Lets say I have a UGC heavy site (over 1 million pages), where there are a lot of links to signup and add content etc, all of which have a "return to" parameter, e.g.:
bluewidgets.com/widget1
has links to
bluewidgets.com/widget1?action=add_comment&return_to=widget1
bluewidgets.com/signup?return_to=widget1
etc.
What is the best way to handle this (assuming there are 5 of these a page, i.e. 5 million links)?
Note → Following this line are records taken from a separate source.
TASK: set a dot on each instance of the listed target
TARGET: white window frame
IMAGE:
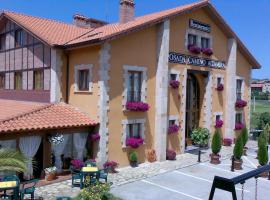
(176, 72)
(128, 68)
(125, 130)
(199, 35)
(76, 78)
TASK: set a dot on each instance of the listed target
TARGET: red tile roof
(44, 117)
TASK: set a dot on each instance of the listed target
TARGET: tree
(216, 142)
(238, 148)
(11, 160)
(262, 150)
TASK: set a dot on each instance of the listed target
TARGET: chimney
(85, 22)
(127, 11)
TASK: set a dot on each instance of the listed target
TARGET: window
(18, 38)
(83, 80)
(205, 43)
(192, 39)
(2, 81)
(239, 83)
(38, 80)
(18, 81)
(134, 86)
(134, 130)
(239, 118)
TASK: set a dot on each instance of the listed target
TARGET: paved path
(128, 175)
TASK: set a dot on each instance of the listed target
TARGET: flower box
(194, 49)
(134, 142)
(207, 51)
(240, 103)
(239, 126)
(220, 87)
(219, 124)
(137, 106)
(173, 129)
(174, 84)
(170, 154)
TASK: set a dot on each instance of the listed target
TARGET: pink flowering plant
(77, 163)
(239, 126)
(194, 49)
(134, 142)
(207, 51)
(219, 123)
(137, 106)
(174, 84)
(173, 129)
(240, 103)
(220, 87)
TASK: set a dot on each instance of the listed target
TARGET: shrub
(244, 134)
(238, 148)
(216, 142)
(170, 154)
(200, 136)
(263, 120)
(262, 151)
(133, 156)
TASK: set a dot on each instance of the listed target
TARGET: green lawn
(260, 107)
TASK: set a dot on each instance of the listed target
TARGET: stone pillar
(103, 104)
(230, 89)
(161, 117)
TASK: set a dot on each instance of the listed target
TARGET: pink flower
(137, 106)
(173, 129)
(240, 103)
(219, 123)
(174, 84)
(220, 87)
(134, 142)
(194, 49)
(239, 126)
(207, 51)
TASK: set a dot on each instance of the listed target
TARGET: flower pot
(238, 164)
(50, 176)
(215, 159)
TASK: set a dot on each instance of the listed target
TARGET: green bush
(99, 191)
(264, 119)
(238, 148)
(200, 136)
(262, 150)
(216, 142)
(133, 157)
(244, 134)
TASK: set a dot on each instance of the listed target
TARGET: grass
(260, 107)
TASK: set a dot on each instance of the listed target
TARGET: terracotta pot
(238, 164)
(215, 159)
(50, 176)
(264, 174)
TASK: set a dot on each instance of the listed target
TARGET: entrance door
(192, 106)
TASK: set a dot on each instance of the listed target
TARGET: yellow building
(142, 77)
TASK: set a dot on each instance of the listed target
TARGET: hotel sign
(199, 26)
(197, 61)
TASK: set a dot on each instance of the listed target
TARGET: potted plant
(262, 153)
(244, 134)
(50, 173)
(170, 154)
(133, 159)
(237, 153)
(216, 147)
(200, 136)
(110, 165)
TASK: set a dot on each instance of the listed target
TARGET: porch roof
(42, 117)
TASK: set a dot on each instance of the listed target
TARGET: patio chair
(28, 187)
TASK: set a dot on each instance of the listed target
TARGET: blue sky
(248, 18)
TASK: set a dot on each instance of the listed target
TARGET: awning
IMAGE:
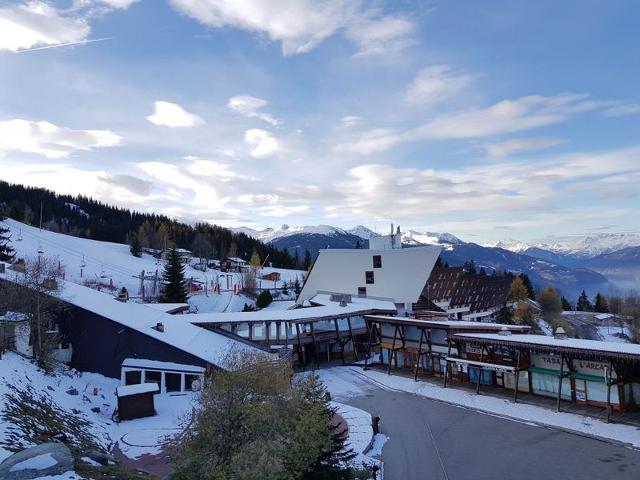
(496, 367)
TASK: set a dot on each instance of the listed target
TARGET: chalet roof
(572, 346)
(454, 325)
(207, 345)
(326, 310)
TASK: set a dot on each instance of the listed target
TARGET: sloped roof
(209, 346)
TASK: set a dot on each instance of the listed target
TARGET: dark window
(152, 377)
(133, 377)
(172, 382)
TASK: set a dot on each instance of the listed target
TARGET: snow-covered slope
(103, 263)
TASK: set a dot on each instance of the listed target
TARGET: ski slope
(110, 266)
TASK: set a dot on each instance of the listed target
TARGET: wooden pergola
(624, 362)
(400, 342)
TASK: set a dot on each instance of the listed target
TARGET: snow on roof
(207, 345)
(167, 307)
(553, 343)
(126, 390)
(331, 310)
(157, 365)
(14, 317)
(448, 324)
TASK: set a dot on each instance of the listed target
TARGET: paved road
(432, 440)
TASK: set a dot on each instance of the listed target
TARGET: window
(368, 276)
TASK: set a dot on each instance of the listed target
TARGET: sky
(488, 120)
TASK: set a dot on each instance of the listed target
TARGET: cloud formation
(262, 142)
(35, 23)
(437, 83)
(518, 145)
(300, 25)
(172, 115)
(251, 107)
(504, 117)
(49, 140)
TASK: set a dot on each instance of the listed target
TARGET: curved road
(433, 440)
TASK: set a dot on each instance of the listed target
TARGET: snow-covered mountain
(270, 234)
(575, 246)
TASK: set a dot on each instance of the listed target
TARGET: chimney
(504, 331)
(560, 334)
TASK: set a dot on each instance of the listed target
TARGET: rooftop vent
(504, 331)
(560, 333)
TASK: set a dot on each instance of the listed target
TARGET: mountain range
(595, 263)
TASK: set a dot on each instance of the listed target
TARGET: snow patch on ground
(39, 462)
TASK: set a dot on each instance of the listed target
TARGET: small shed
(136, 401)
There seem to be a plethora of options:
a) open up all these pages and canonical them (e.g. bluewidgets.com/signup?return_to=widget1 > bluewidgets.com/signup). downside of this is there are millions of these links, and letting the Googlebot crawl them seems like a pretty big waste of its time.
b) robots.txt block them. on the upside this should improves the Googlebot's crawl efficiency. on the downside these pages still get indexed and accumulate pagerank.
c) open them up but noindex them. on the upside this lets pagerank flow to other pages (rather than a deadend like the robots.txt). again the downside to this seems that allowing them to be crawled is a pretty big waste of the Googlebot's time.
d) nofollow the links. downside of this is that these links are "wasted" from a pagerank perspective (at least based on my understanding). upside is more crawl efficiency.
e) turn them into buttons...
So far I have opted to robots.txt block them. But I suspect this is not the most optimal choice. I'm leaning towards removing the "return_to" parameter, and opening them up, although I think this might be pretty hard for the dev team to implement.
Would appreciate any thoughts.
Cheers,
Dan